Rank Assignment

Rank Assignment

Base class

Tree

class nvidia_resiliency_ext.inprocess.rank_assignment.Layer(min_ranks=1, max_ranks=None, key_or_fn='', flag=None)[source]

Represents a configuration for a layer of branches at a certain depth in a topology tree constructed by Tree.

Parameters:
  • min_ranks (int) – the minimum number of healthy ranks in a subtree

  • max_ranks (int | None) – the maximum number of ranks to activate in a subtree, no limit if None

  • key_or_fn (str | Callable[[State], str]) – a string key, or a Callable evaluated with inprocess.State as input to produce a grouping string key

  • flag (LayerFlag | None) – an optional flag that modifies rank assignment policy in a given branch

class nvidia_resiliency_ext.inprocess.rank_assignment.LayerFlag(value)[source]

A flag to modify rank assignment or rank filtering policy in a given Layer of a Tree rank assignment.

RESERVE

indicates that branches at this layer of the topology tree may be traversed while searching for a replacement inactive rank

BACKFILL

indicates that branches at this layer of the topology tree may be traversed while searching for a replacement active rank

class nvidia_resiliency_ext.inprocess.rank_assignment.Tree(layers, world_size_filter=None)[source]

Implements an integrated rank assignment and activation algorithm that builds a multi-layer topology tree for distributed ranks. Each layer in this tree specifies constraints and policies for assigning and activating ranks. Grouping keys in each layer can align with hardware properties (e.g., to confine ranks within a compute node) or application-driven requirements (e.g., ensuring a particular divisibility).

Tree constructs a rooted topology tree whose depth equals the number of layers. Each layer corresponds to a Layer, determining the rank assignment policy within its subtree. The distributed ranks are represented as leaves.

Algorithm

Initialization

The algorithm traverses all ranks in depth-first order. For each visited rank, if all ancestor layers permit more active ranks (i.e., if the already-active ranks do not exceed any ancestor layer’s Layer.max_ranks), that rank is activated.

Rank reassignment

When some ranks terminate or become unhealthy, the algorithm proceeds in several steps:

  1. Propagate termination

Using a reverse depth-first search (children before parents), if the number of healthy ranks in a branch falls below Layer.min_ranks, that entire branch (and its subtree) is terminated.

  1. Replace ranks from a reserve domain

The algorithm attempts to replace terminated or unhealthy active ranks with inactive ranks from the nearest ancestor subtree that has the LayerFlag.RESERVE flag.
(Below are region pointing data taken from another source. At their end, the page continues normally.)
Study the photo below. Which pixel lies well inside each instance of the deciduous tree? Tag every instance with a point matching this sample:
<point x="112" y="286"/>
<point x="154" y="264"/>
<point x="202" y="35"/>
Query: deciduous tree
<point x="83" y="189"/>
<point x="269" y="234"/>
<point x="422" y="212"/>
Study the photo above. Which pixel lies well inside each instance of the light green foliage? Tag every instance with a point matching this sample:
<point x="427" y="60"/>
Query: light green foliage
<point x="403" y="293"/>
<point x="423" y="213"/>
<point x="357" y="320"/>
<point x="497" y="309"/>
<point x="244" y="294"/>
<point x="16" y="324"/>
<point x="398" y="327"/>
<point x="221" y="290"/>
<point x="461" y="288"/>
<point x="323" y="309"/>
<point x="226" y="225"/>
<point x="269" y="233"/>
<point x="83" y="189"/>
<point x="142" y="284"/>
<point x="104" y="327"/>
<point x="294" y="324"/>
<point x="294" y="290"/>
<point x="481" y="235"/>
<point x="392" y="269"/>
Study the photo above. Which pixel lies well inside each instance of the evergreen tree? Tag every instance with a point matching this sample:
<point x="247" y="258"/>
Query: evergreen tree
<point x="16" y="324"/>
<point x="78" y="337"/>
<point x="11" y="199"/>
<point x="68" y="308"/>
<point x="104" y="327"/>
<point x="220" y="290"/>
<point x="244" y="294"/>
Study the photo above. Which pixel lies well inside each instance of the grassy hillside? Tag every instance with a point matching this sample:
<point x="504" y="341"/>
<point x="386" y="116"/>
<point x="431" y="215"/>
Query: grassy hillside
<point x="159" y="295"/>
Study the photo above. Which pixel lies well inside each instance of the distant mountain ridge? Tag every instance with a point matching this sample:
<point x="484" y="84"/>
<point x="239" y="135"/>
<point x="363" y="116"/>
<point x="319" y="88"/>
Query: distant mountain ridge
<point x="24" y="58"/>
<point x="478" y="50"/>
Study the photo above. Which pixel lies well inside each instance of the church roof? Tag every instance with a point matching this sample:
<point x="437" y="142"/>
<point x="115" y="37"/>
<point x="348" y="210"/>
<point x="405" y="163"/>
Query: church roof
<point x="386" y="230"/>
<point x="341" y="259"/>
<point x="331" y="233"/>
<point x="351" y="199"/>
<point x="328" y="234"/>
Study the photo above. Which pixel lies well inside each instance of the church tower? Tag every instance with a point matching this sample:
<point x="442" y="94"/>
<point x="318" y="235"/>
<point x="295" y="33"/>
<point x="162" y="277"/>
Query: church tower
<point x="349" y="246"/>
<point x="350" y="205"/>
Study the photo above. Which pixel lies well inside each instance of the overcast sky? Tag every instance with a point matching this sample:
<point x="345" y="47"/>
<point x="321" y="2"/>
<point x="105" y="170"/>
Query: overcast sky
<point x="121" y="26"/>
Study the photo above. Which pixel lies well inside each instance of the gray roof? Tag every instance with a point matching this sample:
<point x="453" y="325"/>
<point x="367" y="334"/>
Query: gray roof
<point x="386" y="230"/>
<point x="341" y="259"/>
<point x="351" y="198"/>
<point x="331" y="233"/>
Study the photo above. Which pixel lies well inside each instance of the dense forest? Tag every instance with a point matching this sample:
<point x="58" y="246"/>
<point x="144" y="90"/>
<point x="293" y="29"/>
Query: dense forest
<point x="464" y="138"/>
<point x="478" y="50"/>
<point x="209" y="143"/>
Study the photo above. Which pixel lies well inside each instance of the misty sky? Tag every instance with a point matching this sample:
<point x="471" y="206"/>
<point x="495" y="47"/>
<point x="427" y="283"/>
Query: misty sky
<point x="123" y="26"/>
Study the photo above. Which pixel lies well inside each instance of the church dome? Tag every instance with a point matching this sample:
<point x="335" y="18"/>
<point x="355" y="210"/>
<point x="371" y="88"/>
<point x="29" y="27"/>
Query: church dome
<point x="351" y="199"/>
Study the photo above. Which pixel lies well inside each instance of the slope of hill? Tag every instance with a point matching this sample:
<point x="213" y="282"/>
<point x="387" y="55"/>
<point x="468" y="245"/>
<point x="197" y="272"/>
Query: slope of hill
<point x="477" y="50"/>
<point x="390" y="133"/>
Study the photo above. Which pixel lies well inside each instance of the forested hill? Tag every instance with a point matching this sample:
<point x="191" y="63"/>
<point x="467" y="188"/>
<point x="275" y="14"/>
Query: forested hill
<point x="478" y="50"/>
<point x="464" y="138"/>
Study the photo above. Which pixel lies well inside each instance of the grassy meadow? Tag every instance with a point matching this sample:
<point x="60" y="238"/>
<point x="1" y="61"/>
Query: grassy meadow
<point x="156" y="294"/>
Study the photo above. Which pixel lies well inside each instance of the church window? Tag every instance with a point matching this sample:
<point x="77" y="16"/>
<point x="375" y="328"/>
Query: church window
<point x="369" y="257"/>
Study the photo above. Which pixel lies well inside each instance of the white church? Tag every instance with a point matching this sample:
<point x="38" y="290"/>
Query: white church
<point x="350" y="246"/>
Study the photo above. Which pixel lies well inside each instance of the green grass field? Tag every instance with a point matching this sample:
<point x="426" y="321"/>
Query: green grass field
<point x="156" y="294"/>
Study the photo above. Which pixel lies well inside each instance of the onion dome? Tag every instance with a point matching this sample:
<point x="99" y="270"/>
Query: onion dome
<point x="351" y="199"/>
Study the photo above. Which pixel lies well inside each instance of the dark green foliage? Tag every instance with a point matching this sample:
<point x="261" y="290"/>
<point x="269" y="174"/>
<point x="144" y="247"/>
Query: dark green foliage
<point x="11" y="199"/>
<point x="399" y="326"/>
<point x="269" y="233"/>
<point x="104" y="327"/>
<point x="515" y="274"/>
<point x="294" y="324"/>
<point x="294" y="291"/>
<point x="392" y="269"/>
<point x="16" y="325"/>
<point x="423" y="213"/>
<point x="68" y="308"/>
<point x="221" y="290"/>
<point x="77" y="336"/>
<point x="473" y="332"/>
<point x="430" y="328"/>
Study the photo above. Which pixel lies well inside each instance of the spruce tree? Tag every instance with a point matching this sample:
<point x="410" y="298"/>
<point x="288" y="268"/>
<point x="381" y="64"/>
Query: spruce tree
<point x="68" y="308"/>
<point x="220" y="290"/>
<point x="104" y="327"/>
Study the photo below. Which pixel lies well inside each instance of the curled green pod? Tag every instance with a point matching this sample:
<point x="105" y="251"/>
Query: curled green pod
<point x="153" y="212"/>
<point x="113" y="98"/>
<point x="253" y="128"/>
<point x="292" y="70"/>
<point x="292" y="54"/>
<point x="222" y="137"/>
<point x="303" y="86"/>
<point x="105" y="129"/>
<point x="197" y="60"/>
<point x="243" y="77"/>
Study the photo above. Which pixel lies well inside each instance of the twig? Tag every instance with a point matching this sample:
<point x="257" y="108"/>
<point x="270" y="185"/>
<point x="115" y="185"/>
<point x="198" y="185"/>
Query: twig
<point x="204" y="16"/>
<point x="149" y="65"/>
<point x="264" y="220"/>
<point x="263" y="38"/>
This search for an inactive rank continues recursively upward until a branch without the LayerFlag.RESERVE flag is reached.

  1. Backfill ranks

Within any ancestor subtree flagged as LayerFlag.BACKFILL, an active rank with the largest rank index swaps places with a terminated rank, effectively filling local gaps (similar to FillGaps).

  1. Shift ranks

After local backfills, remaining gaps from unhandled terminations are closed by shifting healthy ranks left to fill any vacated indices. This global step reassigns all rank indices past the first unhealthy rank (similar to ShiftRanks).

  1. Optional filter

If a world_size_filter callable is provided, it can reduce the active ranks to a smaller world_size necessary for the workload. world_size_filter is invoked with the current number of active ranks as an argument, and returns the adjusted number of requested active ranks, no greater than the input. Healthy ranks with indices greater than the value returned value are deactivated and become part of the reserve pool.

Note

Tree cannot be composed with any other instance of RankAssignment or RankFilter.

Example

inprocess.rank_assignment.Tree(
    [
        inprocess.rank_assignment.Layer(
            min_ranks=128,
            max_ranks=256,
            key_or_fn='root',
            flag=inprocess.rank_assignment.LayerFlag.RESERVE,
        ),
        inprocess.rank_assignment.Layer(
            min_ranks=8,
            max_ranks=8,
            key_or_fn=lambda _: socket.gethostname(),
            flag=inprocess.rank_assignment.LayerFlag.RESERVE,
        ),
    ]
)

In this two-level topology tree:

  • The first layer (hostname-based) allows up to 8 active ranks per host (Layer.max_ranks=8). If the number of healthy ranks in any host drops below 8 (Layer.min_ranks=8), that entire host’s subtree is terminated. The algorithm can look for inactive reserve ranks within the same hostname because of the LayerFlag.RESERVE flag.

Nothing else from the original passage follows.